Essentially, what Tran offers in the way of adapted manga-structures is the opposite of what Pope offers. Pope adapts manga’s pacing of multiple panels and even pages, so that a simple shift in the character’s orientation of the page abruptly ends a smooth but speedy flow of action – this can happen entirely within the panel, with no change in the relative proportions of panels on any given page (Pope actually does use relatively few splash pages, and rarely has great size disparities among his panels, at least when compared to most DC or Marvel artists – since the Liefeld revolution in the 90s, most superhero comics average about 2-3 panels per page, but, just hazarding a guess, I’d say Pope averages 6). Tran, instead, suddenly enlarges a single character on the page so the immediacy of the emotion is enhanced by the sudden disparity in scale. So what you get is a visual effect that changes emotion – even the kind of emotion. Pope’s emotions are the emotions of speed, of moving characters, whose individual actions are all absorbed into the larger flow of whatever is taking place. The emotions are even interactive; in other words, they’re the emotions produced by a shared experience (even if that experience is a battle – everyone moves at the same pace, even though they’re moving against each other). Tran’s emotions are ultimately individual, and internal – sudden shocks that resonate inward, distancing the characters from their fellows (this is especially useful given the subject of VietnAmerica: the culture-shock experience of the only member of a Vietnamese family to have been born in the USA when he visits the old country for the first time). Some things are incredibly difficult to show in comics, which, for the most part, is a sequential medium. Certain kinds of emotions stop time altogether, and turn us away from their source in the real world. Tran has adapted some of the principles of manga in order to show these.

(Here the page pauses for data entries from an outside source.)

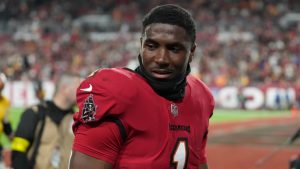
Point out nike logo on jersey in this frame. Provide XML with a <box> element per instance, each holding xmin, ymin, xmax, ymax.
<box><xmin>80</xmin><ymin>84</ymin><xmax>93</xmax><ymax>92</ymax></box>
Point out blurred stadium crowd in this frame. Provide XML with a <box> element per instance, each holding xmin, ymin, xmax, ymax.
<box><xmin>0</xmin><ymin>0</ymin><xmax>300</xmax><ymax>87</ymax></box>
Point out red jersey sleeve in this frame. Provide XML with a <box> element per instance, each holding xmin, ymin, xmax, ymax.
<box><xmin>73</xmin><ymin>69</ymin><xmax>136</xmax><ymax>129</ymax></box>
<box><xmin>73</xmin><ymin>122</ymin><xmax>122</xmax><ymax>165</ymax></box>
<box><xmin>73</xmin><ymin>69</ymin><xmax>135</xmax><ymax>164</ymax></box>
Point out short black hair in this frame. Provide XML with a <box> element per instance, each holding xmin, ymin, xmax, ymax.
<box><xmin>142</xmin><ymin>4</ymin><xmax>196</xmax><ymax>43</ymax></box>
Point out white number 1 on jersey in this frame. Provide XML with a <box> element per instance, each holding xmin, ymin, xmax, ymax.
<box><xmin>170</xmin><ymin>138</ymin><xmax>189</xmax><ymax>169</ymax></box>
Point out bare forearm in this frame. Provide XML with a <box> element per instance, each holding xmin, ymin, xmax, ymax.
<box><xmin>69</xmin><ymin>151</ymin><xmax>113</xmax><ymax>169</ymax></box>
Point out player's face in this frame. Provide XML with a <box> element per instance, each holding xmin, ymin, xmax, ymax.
<box><xmin>140</xmin><ymin>23</ymin><xmax>195</xmax><ymax>79</ymax></box>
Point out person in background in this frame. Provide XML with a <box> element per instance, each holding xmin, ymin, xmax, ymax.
<box><xmin>12</xmin><ymin>73</ymin><xmax>82</xmax><ymax>169</ymax></box>
<box><xmin>69</xmin><ymin>4</ymin><xmax>214</xmax><ymax>169</ymax></box>
<box><xmin>0</xmin><ymin>72</ymin><xmax>13</xmax><ymax>167</ymax></box>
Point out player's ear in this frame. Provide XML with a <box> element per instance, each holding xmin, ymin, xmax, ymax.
<box><xmin>189</xmin><ymin>43</ymin><xmax>197</xmax><ymax>63</ymax></box>
<box><xmin>140</xmin><ymin>35</ymin><xmax>143</xmax><ymax>54</ymax></box>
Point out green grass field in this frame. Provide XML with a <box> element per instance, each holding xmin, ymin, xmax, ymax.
<box><xmin>1</xmin><ymin>108</ymin><xmax>290</xmax><ymax>146</ymax></box>
<box><xmin>211</xmin><ymin>109</ymin><xmax>290</xmax><ymax>123</ymax></box>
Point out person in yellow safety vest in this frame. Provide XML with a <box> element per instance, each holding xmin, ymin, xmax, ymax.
<box><xmin>0</xmin><ymin>73</ymin><xmax>13</xmax><ymax>167</ymax></box>
<box><xmin>12</xmin><ymin>73</ymin><xmax>82</xmax><ymax>169</ymax></box>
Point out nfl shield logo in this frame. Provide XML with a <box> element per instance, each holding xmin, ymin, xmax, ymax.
<box><xmin>171</xmin><ymin>103</ymin><xmax>178</xmax><ymax>117</ymax></box>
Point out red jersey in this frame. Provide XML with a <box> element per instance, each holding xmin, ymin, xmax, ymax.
<box><xmin>73</xmin><ymin>68</ymin><xmax>214</xmax><ymax>169</ymax></box>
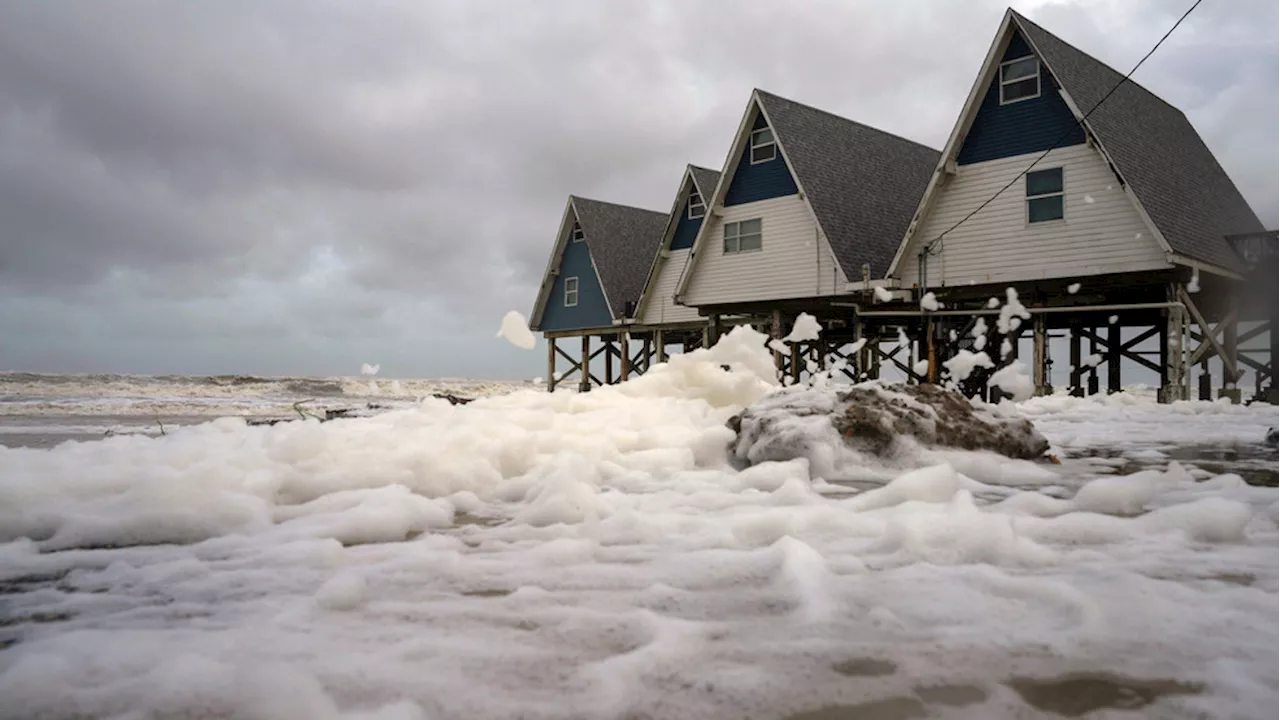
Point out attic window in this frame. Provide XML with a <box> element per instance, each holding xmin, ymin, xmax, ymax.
<box><xmin>1027</xmin><ymin>168</ymin><xmax>1064</xmax><ymax>223</ymax></box>
<box><xmin>1000</xmin><ymin>55</ymin><xmax>1039</xmax><ymax>105</ymax></box>
<box><xmin>564</xmin><ymin>275</ymin><xmax>577</xmax><ymax>307</ymax></box>
<box><xmin>689</xmin><ymin>190</ymin><xmax>707</xmax><ymax>220</ymax></box>
<box><xmin>724</xmin><ymin>218</ymin><xmax>763</xmax><ymax>255</ymax></box>
<box><xmin>751</xmin><ymin>128</ymin><xmax>778</xmax><ymax>165</ymax></box>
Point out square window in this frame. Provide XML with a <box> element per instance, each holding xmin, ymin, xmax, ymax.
<box><xmin>564</xmin><ymin>275</ymin><xmax>577</xmax><ymax>307</ymax></box>
<box><xmin>751</xmin><ymin>128</ymin><xmax>778</xmax><ymax>165</ymax></box>
<box><xmin>689</xmin><ymin>191</ymin><xmax>707</xmax><ymax>220</ymax></box>
<box><xmin>1027</xmin><ymin>168</ymin><xmax>1066</xmax><ymax>223</ymax></box>
<box><xmin>1027</xmin><ymin>168</ymin><xmax>1062</xmax><ymax>197</ymax></box>
<box><xmin>1027</xmin><ymin>195</ymin><xmax>1064</xmax><ymax>223</ymax></box>
<box><xmin>1000</xmin><ymin>55</ymin><xmax>1039</xmax><ymax>105</ymax></box>
<box><xmin>724</xmin><ymin>219</ymin><xmax>764</xmax><ymax>254</ymax></box>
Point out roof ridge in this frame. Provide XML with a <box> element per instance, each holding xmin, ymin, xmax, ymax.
<box><xmin>754</xmin><ymin>87</ymin><xmax>941</xmax><ymax>152</ymax></box>
<box><xmin>568</xmin><ymin>193</ymin><xmax>667</xmax><ymax>215</ymax></box>
<box><xmin>1009</xmin><ymin>8</ymin><xmax>1185</xmax><ymax>114</ymax></box>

Tran’s work is genuinely subtle, and displays a serious practical knowledge of the craft. His visual style isn’t really “manga,” per se, despite being cartoony – it’s pretty much in line with standards of iconic cartoon drawing typical of comics everywhere. What’s really significant about his work is the way he uses some of the methods of pacing invented by Japanese artists for the purposes of greater emotional expression. This technical factor works in tandem with his frequent narrative recursions to maximal effect (it’s funny that most people to have reviewed his work on Amazon (always a good cultural barometer) have complained that they have to remember too much from earlier episodes – art doesn’t have time for your laziness!). You have to read VietnAmerica twice to decide if you’re remembering that an event was already drawn because Tran actually did put it several pages before, or because you saw it when you were first leafing through the pages – it’s often the former. It would be hackneyed to call this “Proustian,” but that is what it is. And it works with the “internal emotion” pages in cool ways – the pages punctuate the storyline to let you know that the basic emotional tone has changed, and the recurring panels bring the past that’s been broken off back into the new emotional arrangement.
And to conclude abruptly, none of this could have happened simply by imitating the way the Japanese greats drew. Now let the arguments begin!